- Recent gyrations in the stock market are telling Wall Street to be worried about the future.
- That is because, thanks to bad economic policy, we are stealing from the future to give to those who have money in the present.
- Thanks mom and dad.
I like to call the Masters of the Universe at night, after the market has closed, the dust has settled, and the gains and losses realized during the day have crystallized into some kind of truth about where the market is headed.
And last night, amidst the terror of the last few days and an avalanche of policy news out of Washington, I had a break through with one of them.
“Can you finally admit that your generation is insanely selfish,” I asked the billionaire on the other side of the line.
“Yeah, I guess you’re right,” he said gradually.
He had to admit it. We had just gone over his analysis of why the stock market has been puking. Here it goes: After last week’s $500 billion budget deal was announced – along with the $2.1 trillion deficit it will create by 2027 – a new paradigm was created. “It’s a crazy amount of money they’re spending. The market doesn’t how to handle it,” he said. “These Republicans sure do like to spend money.”
Spending like this in peacetime is unheard of. This spending coupled with a weak dollar, growth, and tax cuts, sets us up for raising interest rates. It sets us up for major volatility. It sets us up for extreme pain in the event of a downturn because our debt and deficits will explode, possibly grinding our economy to a halt.
What it doesn’t set us up for (not in the least) is the future. And that is why baby boomers are the most selfish generation.
More fun news from Washington. Now that we’re looking at the budget, it turns out this tax cut is going to cost us more than we thought.
From the Washington Post:
“[The budget] projects that tax receipts will be $314 billion lower in 2018 than it forecast last year and almost $400 billion lower in 2019. The White House even projects that tax receipts will be $200 billion lower in 2027 than forecast last year, even though it had promised that the plan would fully pay for itself by then.”
Of course, this is with the completely unreasonable growth projections of eight years of 3% GDP growth with only mild inflation and just two recession years. Any economist will tell you it’s the height of delusion, and it’s all so this generation can sack the future to ensure that those who already have, have even more in the present.
Everything your parents (especially the Republican ones) told you about fiscal responsibility was a convenient lie. Millennials, go buy yourselves some Supreme on eBay, treat yourself to all the avocado toast you can find, go cop all the sneakers you desire. Nothing matters. If there is a future we’ll be broke in it anyway.
You see, what my source fears, and what the market now has to factor into its great collective consciousness, is something like what happens when you give a five year-old all the candy in the world and then try to figure out when they’ll pass out after the sugar rush.

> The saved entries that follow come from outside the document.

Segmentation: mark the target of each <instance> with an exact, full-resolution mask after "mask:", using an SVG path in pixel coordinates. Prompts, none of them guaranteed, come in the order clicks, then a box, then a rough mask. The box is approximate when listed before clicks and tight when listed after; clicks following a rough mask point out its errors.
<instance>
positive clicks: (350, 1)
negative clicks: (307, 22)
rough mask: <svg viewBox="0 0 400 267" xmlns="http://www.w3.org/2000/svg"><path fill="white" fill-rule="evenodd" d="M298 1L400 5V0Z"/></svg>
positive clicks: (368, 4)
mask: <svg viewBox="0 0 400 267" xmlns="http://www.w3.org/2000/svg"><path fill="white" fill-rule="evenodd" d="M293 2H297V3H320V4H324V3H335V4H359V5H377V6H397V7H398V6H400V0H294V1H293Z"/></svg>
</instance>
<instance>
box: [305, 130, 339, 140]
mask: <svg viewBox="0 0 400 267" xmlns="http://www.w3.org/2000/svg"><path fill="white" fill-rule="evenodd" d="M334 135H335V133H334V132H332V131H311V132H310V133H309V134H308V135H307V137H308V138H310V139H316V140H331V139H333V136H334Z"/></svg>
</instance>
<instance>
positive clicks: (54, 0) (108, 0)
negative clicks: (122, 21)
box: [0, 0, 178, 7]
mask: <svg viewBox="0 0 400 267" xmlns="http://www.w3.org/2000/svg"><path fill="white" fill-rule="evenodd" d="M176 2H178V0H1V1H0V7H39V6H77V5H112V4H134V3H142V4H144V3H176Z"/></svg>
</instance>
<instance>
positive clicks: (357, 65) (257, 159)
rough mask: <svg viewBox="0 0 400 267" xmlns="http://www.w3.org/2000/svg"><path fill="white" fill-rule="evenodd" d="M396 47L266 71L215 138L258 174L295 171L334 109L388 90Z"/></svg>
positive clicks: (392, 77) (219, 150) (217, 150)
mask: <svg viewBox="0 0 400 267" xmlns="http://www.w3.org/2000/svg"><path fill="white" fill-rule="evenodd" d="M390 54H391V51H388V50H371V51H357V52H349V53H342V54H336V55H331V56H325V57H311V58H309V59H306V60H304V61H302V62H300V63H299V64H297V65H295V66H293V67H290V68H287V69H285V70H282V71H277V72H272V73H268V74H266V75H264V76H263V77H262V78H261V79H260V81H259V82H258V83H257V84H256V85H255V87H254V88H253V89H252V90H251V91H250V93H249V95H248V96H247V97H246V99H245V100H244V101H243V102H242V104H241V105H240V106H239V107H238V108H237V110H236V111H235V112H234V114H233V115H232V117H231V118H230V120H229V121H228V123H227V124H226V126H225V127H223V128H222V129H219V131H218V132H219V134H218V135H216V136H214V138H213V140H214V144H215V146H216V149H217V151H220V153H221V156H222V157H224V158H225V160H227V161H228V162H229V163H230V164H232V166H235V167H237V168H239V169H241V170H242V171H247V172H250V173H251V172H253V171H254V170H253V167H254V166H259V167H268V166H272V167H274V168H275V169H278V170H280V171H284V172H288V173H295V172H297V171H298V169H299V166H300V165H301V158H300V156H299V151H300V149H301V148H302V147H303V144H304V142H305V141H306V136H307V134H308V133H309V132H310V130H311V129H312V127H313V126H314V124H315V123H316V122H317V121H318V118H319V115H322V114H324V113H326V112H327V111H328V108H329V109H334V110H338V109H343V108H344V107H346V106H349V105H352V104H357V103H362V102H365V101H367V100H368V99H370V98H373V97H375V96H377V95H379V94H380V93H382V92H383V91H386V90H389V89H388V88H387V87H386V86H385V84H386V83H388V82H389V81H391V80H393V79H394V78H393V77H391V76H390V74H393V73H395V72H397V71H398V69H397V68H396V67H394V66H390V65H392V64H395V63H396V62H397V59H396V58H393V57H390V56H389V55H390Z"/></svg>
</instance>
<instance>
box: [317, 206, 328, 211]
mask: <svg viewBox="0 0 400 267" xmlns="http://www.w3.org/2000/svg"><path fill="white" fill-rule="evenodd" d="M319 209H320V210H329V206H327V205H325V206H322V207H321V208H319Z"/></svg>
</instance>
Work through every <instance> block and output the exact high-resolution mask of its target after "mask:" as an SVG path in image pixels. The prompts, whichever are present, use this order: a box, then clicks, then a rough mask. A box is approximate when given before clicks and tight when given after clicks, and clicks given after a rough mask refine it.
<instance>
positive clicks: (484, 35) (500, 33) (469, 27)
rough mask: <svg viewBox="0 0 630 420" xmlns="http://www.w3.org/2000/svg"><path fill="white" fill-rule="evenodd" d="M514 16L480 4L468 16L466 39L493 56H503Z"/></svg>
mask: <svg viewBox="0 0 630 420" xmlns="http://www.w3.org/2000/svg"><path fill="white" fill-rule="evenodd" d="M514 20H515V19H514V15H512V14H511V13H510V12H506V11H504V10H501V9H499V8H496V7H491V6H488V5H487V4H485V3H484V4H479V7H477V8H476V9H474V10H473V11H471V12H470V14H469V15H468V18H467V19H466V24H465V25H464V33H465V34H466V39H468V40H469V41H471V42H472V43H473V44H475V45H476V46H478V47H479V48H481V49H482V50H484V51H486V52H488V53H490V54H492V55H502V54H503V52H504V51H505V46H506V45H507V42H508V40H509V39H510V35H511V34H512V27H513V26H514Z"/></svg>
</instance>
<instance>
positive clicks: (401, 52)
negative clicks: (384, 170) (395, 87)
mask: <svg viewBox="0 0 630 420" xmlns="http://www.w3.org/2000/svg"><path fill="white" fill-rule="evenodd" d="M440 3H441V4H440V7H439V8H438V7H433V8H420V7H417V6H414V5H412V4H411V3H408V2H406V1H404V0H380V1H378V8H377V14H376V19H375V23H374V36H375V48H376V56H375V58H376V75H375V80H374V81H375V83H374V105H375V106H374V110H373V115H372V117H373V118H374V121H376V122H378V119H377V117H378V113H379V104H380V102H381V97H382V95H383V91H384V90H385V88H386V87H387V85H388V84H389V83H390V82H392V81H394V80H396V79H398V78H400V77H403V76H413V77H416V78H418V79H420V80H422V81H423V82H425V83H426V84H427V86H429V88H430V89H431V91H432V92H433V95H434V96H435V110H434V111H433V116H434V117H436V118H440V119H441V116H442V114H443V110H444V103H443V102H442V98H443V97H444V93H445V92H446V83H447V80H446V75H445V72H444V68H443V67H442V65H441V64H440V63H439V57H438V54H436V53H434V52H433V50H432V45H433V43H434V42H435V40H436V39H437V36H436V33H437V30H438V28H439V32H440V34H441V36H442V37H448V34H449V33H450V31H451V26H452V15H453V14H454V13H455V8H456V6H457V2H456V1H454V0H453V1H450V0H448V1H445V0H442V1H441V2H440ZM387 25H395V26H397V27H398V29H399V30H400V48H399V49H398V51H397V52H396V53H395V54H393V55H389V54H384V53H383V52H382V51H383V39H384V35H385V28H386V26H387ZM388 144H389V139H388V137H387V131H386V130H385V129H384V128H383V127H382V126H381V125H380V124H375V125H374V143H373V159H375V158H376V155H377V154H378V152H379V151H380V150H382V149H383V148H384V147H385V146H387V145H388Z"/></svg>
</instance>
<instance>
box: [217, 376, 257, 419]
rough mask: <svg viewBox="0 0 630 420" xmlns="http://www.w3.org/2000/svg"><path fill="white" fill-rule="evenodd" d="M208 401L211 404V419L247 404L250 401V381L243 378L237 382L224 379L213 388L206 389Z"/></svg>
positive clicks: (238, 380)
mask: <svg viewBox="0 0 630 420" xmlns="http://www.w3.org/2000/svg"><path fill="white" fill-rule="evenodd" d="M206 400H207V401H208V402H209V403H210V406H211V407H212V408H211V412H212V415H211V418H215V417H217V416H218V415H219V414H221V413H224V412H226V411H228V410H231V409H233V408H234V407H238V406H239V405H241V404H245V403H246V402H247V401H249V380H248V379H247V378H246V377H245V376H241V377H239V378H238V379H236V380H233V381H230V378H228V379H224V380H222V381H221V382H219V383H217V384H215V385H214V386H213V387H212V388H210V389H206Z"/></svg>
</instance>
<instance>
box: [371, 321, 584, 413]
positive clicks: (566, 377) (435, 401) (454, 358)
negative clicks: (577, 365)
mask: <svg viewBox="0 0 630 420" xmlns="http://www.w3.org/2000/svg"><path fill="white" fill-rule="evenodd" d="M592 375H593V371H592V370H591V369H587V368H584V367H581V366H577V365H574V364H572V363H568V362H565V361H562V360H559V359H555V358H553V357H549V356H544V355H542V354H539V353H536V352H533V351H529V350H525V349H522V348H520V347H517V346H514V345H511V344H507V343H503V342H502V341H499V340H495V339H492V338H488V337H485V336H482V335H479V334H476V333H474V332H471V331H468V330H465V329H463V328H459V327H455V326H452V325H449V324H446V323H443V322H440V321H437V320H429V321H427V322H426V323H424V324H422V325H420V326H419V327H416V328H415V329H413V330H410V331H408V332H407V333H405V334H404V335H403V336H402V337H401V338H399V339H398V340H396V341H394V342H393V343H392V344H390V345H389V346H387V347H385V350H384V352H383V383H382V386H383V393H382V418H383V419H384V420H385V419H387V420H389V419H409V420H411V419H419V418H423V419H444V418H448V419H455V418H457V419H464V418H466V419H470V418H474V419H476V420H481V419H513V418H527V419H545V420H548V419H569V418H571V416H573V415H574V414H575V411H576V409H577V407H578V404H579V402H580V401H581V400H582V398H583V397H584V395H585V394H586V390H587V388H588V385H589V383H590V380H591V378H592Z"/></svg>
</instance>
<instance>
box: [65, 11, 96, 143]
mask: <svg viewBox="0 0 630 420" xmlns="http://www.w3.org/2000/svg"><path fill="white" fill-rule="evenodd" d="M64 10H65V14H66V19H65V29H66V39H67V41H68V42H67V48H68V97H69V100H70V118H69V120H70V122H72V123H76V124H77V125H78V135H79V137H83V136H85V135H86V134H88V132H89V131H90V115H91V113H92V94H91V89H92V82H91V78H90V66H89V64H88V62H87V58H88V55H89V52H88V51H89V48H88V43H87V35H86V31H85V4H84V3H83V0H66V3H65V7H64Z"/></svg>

This is what the market is in the process of trying to come to grips with – the fact that we’ve foolishly, selfishly, recklessly set ourselves up for a moment when we will (eventually) crash.
A history of entitlement
It would be unfair to blame this mess entirely on the Trump administration and its atrocious economic policy. Indeed, this selfishness has been a feature of the baby boomer generation since the 1970s. It’s just that now, in what is likely some of the generation’s last gasps in the seat of power, they’re really doing their worst.
They learned it from an economist named Milton Friedman. Toward the end of the 1960s and in the early 1970s, Friedman was the champion of a school of thought in economics called neoclassical theory.
According to this theory, every human action is motivated by selfishness. As such, all humans can be motivated into doing anything as long as there is an economic incentive for it. In fact, no one does or should look out for the good of the collective – corporations should worry only for their shareholders and not for their workers or their customers, for example. Individuals should think only about their own bottom line. It’s all that matters to them really, anyway – the me, here, and now.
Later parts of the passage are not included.